A self-moving robot obstacle avoiding walking method, in which the horizontal direction is the X axis and the vertical direction is the Y axis to establish a plane rectangular coordinate system in the walking region of the self-moving robot, and the direction along the X axis or the Y axis Walking for positive walking;

The method is characterized in that the method specifically includes the following steps:

Step 1000: The mobile robot walks along the Y axis.
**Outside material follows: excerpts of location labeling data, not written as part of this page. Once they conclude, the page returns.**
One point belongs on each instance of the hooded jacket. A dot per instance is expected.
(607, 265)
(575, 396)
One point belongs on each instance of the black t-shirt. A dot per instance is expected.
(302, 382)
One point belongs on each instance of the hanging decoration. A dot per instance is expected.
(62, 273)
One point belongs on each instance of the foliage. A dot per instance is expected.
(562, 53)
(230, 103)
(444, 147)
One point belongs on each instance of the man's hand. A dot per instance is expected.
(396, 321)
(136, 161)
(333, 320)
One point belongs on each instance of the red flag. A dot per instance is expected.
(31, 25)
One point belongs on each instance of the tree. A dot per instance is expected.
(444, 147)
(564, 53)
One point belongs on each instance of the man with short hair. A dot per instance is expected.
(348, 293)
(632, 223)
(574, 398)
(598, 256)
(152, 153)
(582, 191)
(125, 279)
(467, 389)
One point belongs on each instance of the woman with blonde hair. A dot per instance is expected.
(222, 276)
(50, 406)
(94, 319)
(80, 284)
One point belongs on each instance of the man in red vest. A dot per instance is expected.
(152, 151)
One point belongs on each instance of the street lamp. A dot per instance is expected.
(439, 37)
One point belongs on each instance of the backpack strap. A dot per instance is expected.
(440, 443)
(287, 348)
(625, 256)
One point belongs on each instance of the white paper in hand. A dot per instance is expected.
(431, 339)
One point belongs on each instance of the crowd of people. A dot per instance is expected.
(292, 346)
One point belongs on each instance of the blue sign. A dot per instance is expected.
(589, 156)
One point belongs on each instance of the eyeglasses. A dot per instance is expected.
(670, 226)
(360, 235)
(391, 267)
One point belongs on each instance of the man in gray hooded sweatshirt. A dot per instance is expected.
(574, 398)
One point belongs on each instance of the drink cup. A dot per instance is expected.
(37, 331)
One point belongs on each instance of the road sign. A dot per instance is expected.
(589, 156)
When the obstacle is detected by the mobile robot, the position is set as an obstacle point, and the coordinates of the position are stored to form a recording point;

Step 2000: determining whether a record point is stored first, and the coordinate of the record point on the Y axis is within a numerical interval formed by coordinates of the current obstacle point and the previous obstacle point in the Y axis;

Step 3000: If the judgment result is yes, the recording point is a turning point, and the moving robot walks from the current obstacle point along the X axis toward the turning point to the X-axis coordinate of the turning point, deletes the turning point coordinate, and executes the point to After the traversal of the region between the current obstacle points, the process returns to step 1000;

If the judgment result is no, the self-moving robot moves a displacement amount M1 along the X axis;

Step 4000: The mobile robot moves in the reverse direction of the original Y-axis walking direction, and returns to step 1000;

Step 5000: Loop step 1000 to step 4000 until the Y-axis traverse walk of the walking area is completed.